С точки зрения здравого смысла было ясно, что всякие комбинации из длинных волос искусственны (следовательно, выдают заботу о наружности) по сравнению с возможностью просто остричь волосы.
Сейчас с точки зрения здравого смысла ясно, что искусственное подстригание волос выдает заботу о наружности, если сопоставить его с возможностью предоставить волосам расти так, как они растут. Лишний довод в пользу того, что здравый смысл явление растяжимое.
Человеческое сознание консервативно. Если воображение часто оперирует несуществующими вещами, то память подсовывает вещи, переставшие существовать. Мы видим звезды, погасшие несчетное количество лет назад. Мы напоминаем вдову, которая ежевечерне набивает трубку и согревает ночные туфли покойного мужа. Если ты не хочешь носить при себе покойницкую всех вчерашних и позавчерашних дней, то учись узнавать сигналы времени. Жизнь, конечно, непрерывный процесс, но человек добыл ощущение ритма тогда, когда научился разлагать процесс непрерывного звучания или движения на условные отрезки, периоды.
Время выставляет безошибочные знаки конца — безошибочные, как тление мертвого тела.

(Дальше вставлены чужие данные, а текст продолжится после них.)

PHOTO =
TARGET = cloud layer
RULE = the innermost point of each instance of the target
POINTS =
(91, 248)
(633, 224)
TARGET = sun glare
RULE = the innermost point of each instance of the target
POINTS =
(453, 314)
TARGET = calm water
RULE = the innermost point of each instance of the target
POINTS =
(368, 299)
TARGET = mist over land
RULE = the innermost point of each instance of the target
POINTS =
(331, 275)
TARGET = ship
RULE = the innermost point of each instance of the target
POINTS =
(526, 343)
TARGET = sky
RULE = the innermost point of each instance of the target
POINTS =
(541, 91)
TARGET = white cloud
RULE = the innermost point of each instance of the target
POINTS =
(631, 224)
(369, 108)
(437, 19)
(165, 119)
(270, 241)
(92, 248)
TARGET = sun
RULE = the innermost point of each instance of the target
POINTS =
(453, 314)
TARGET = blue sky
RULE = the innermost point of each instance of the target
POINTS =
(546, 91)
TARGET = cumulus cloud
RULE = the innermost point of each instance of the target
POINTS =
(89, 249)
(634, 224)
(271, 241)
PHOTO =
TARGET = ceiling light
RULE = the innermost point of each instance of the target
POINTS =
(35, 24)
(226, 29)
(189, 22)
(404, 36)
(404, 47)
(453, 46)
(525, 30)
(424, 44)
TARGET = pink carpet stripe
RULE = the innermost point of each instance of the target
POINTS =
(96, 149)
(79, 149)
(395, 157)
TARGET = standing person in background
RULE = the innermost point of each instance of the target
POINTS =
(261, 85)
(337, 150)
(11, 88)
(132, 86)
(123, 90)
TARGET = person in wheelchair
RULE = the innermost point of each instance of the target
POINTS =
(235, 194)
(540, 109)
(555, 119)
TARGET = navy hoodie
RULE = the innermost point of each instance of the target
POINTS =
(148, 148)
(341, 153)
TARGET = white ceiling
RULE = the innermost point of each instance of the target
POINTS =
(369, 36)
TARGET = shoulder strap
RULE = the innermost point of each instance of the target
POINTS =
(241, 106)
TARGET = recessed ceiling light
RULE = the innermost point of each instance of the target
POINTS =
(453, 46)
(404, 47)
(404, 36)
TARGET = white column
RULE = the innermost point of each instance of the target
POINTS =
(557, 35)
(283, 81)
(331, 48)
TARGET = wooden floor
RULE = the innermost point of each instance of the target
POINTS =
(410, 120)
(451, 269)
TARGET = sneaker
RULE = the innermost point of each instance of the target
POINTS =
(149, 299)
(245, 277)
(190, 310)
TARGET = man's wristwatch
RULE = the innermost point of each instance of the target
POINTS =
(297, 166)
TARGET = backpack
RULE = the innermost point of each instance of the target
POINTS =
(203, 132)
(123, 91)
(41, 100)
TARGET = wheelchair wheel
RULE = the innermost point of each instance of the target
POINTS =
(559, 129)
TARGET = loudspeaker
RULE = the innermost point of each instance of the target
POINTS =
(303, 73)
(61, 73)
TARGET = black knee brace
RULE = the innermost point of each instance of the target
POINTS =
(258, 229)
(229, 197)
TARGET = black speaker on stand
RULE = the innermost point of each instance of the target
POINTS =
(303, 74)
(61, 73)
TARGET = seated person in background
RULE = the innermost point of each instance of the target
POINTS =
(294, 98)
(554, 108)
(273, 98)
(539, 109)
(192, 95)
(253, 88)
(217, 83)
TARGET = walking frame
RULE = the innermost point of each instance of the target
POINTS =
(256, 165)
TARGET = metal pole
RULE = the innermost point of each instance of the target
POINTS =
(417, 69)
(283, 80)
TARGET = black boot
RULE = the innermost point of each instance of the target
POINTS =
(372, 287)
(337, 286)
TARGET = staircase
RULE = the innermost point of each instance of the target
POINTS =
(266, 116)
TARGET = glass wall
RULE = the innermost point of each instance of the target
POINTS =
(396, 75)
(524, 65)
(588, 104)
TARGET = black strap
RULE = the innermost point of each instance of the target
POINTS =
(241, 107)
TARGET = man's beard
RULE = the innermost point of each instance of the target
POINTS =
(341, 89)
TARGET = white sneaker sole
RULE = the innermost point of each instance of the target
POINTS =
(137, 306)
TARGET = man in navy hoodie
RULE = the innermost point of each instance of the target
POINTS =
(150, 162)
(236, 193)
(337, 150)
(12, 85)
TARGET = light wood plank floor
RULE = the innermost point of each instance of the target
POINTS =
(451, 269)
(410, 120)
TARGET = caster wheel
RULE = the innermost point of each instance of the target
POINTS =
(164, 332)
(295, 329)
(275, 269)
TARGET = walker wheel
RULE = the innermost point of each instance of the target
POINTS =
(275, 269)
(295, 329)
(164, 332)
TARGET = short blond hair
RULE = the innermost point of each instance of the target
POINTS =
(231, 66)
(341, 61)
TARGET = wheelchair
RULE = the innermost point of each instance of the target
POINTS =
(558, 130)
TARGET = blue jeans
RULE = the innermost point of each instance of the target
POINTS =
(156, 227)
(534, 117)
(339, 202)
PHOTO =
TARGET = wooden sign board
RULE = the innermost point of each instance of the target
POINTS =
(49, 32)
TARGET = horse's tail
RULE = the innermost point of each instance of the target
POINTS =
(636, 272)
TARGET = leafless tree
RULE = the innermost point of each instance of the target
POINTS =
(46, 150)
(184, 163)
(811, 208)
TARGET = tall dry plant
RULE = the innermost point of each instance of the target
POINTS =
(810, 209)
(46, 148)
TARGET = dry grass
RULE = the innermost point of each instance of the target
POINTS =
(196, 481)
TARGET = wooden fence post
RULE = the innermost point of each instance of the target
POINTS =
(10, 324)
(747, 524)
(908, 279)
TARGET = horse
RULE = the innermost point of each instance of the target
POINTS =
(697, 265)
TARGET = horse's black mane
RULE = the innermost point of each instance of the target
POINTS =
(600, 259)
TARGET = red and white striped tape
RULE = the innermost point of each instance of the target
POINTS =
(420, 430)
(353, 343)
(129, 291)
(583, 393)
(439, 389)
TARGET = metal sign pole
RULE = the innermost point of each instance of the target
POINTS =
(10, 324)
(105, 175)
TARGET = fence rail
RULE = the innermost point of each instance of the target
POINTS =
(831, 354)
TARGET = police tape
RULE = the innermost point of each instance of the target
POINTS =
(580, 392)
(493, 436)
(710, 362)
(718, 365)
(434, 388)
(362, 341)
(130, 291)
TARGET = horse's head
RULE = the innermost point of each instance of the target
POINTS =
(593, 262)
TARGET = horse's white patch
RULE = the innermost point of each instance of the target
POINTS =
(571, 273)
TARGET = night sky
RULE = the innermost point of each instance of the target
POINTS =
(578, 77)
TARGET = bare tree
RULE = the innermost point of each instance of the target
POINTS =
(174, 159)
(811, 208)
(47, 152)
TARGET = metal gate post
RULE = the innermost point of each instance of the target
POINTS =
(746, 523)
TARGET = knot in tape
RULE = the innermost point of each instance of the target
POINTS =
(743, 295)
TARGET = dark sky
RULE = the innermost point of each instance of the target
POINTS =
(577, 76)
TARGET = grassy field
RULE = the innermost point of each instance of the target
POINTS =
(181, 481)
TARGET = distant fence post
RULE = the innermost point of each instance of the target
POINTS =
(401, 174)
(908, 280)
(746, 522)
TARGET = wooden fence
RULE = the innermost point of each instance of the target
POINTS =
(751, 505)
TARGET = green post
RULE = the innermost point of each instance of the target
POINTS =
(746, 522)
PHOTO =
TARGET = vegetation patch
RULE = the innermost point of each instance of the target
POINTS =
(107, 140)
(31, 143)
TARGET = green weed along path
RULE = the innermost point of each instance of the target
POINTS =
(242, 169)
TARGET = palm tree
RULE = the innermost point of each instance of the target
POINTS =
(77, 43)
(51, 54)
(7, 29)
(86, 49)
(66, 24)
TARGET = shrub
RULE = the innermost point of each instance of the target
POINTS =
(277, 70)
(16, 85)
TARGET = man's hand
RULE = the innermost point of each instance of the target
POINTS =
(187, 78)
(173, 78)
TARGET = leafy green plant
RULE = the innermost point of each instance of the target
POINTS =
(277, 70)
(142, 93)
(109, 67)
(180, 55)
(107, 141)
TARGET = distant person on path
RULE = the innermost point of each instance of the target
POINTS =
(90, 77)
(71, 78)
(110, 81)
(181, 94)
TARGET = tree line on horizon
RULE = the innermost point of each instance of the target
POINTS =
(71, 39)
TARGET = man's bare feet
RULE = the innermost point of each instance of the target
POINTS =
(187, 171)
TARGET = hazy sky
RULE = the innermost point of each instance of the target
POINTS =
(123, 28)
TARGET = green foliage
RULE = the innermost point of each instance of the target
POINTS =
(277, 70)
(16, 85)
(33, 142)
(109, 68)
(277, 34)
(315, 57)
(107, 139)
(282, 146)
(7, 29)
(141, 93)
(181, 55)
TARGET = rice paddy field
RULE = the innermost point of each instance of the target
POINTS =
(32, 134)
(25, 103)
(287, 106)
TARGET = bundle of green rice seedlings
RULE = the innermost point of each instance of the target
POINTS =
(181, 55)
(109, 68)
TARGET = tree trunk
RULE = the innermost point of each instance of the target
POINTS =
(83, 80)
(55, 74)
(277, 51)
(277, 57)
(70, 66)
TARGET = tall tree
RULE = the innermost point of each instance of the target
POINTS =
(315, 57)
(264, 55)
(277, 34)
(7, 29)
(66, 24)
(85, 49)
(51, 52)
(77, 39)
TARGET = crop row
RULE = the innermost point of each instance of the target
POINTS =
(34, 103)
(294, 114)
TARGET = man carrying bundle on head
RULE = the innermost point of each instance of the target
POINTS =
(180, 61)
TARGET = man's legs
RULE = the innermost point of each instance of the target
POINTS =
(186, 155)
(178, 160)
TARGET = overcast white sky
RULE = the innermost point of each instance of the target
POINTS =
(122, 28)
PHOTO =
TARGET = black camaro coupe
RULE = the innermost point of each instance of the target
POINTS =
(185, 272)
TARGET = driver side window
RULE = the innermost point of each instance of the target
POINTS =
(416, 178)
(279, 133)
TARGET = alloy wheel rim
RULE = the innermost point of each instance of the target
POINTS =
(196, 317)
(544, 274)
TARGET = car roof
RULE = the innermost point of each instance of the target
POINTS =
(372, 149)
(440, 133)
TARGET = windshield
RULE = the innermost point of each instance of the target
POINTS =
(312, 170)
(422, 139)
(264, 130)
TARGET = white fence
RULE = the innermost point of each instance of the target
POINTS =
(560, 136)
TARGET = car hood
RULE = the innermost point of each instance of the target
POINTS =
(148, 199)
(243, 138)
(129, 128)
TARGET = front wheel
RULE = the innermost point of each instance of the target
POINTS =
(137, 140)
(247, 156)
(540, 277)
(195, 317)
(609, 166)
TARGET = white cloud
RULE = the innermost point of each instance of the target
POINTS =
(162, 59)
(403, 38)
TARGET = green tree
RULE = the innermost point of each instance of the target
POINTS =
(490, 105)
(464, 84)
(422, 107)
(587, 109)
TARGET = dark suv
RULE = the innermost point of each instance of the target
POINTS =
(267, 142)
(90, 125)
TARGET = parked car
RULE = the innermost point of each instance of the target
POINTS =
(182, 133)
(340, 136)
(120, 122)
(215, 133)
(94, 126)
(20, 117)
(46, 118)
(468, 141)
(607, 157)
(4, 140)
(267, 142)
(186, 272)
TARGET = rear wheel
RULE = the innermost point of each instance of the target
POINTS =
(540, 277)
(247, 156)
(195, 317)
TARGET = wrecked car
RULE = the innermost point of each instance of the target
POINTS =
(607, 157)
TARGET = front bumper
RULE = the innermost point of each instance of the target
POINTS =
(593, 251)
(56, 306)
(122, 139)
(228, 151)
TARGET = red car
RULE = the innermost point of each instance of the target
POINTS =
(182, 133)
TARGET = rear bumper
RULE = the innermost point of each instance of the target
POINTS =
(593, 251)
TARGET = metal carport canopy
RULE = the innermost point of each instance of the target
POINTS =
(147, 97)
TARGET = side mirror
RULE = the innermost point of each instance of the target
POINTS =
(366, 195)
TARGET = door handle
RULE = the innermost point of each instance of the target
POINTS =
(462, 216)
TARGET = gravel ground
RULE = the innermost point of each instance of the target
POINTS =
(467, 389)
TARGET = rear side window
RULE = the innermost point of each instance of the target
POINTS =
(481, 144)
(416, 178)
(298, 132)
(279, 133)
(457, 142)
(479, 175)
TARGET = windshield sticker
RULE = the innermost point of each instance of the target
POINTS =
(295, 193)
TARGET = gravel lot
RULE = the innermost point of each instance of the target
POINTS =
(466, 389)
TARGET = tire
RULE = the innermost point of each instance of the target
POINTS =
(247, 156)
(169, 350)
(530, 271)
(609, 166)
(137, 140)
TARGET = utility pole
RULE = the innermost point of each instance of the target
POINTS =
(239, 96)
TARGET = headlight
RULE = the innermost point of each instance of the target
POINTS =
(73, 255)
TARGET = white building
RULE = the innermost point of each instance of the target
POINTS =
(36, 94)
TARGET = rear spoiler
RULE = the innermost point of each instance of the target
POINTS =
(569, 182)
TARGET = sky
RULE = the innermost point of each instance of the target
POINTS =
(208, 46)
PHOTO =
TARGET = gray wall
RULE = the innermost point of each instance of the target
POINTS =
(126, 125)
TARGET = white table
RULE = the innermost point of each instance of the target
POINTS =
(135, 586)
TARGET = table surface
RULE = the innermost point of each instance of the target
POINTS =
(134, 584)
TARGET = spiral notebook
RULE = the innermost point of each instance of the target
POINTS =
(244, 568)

И сознание (то есть тот строй, тот состав сознания, который присущ человеку на данном отрезке жизни) должно покорно умирать по знаку.
Для того чтобы человек был жив, его сознание должно многократно умирать и возрождаться, уподобляясь Фениксу или «процессу производства, возобновленному на новых основах»... Иначе получаются плачевные вещи: моложавые старики; матери, ревнующие к дочерям; учителя, завидующие ученикам...
Хорошо уметь кончать периоды жизни по звонку времени.
1928
Наш групповой роман с метрами подходит к концу.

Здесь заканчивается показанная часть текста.